In the midst of the vast Somali expanse in the 13th century, a great empire dwelt upon the land.
Canals crisscrossed the Shebelle and the Juba rivers and the land was lush with crops. They were a marvel of hydraulic engineering like the land of the Pharaoh’s was before them. For miles around, this great kingdom was the best, and the only empire in Africa that had bent rivers to its will. Complementing its canals, were wells and cisterns that are still in use even to this day. With a centralized system of government, the Sultans at the helm and a strong military, not even the Oromo from the west and the Portuguese from the east could measure up to its might. This, was the Ajuran Dynasty
At the peak of the European age of exploration, the European superpower, Portugal was perhaps the most determined to test the strength of the Ajurans. Their conquest begun with the city-states of Mombasa, Malindi, Kilwa, Lamu and Pate. Some they plundered others they torched. The overzealous Tristao da Cunha went as far as daring the Ajuran Empire itself, in the battle of Barawa but the resistance was too stiff and the defenses too strong. The Somalis from the Ajuran Empire fought fiercely and defeated the Portuguese leaving injured Tristao nursing injuries in the Socotra islands.

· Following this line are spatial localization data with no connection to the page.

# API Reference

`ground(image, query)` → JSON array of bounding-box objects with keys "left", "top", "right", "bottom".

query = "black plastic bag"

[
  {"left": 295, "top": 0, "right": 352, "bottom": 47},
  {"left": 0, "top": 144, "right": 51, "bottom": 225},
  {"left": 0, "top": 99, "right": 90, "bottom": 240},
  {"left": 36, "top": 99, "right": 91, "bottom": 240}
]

The Portuguese were not ones to take defeat easily. Tristao wanted to mount another attack on Mogadishu, the Ajuran capital and richest city in Africa. However, the Portuguese thought it a foolish idea to attack the Ajuran stronghold and advised against it. With that, the Tristao backed down and left the Ajurans in peace.
That was not the end of the Portuguese attempts on the Ajurans. Joao de Sepuvelda led a Portuguese battalion and tried to get into Mogadishu via sea in what was the battle of Benadir. The Ajuran Navy too defeated him before he even reached the shores of Mogadishu.
By the 1580’s some of the coastal cities were already under Portuguese oppression. The Ajurans, a kind hearted people as they were, sympathized with the Swahili and Arabs living in those cities and called for help from the Turkish for a joint force against the Portuguese. Mir Ali Bey responded with his fleet and drove the Portuguese out of Pate, Mombasa and Kilwa. The Portuguese also drew reinforcements from India and forced the Ajuran’s into defense. They avoided Mogadishu nonetheless, even after managing to retake the cities under their control. In the end, the Portuguese were overpowered for good.In the 17th century, the expanding Oromo nation of Ethiopia reached the Southern Somali coast. At the same time, the Ajuran Empire was at the height of its power. The Garen rulers of the Ajuran Empire carried out military conquests known as Gaal Madow Wars against the Oromo warriors, converting whoever was captured into Islam. The defeated Oromo had no option but to migrate elsewhere.
When the lands of the Shebelle and Juba rivers were lush with crops, water flowed from Mount Kenya, feeding the rivers flowing north and east. There were trees growing all over the landscape. Today the drylands do not produce as much, because water is used for farming and livestock before it reaches the drylands. Trees have been cut for charcoal. The use of water has to be regulated to meet the needs of both upstream and downstream users.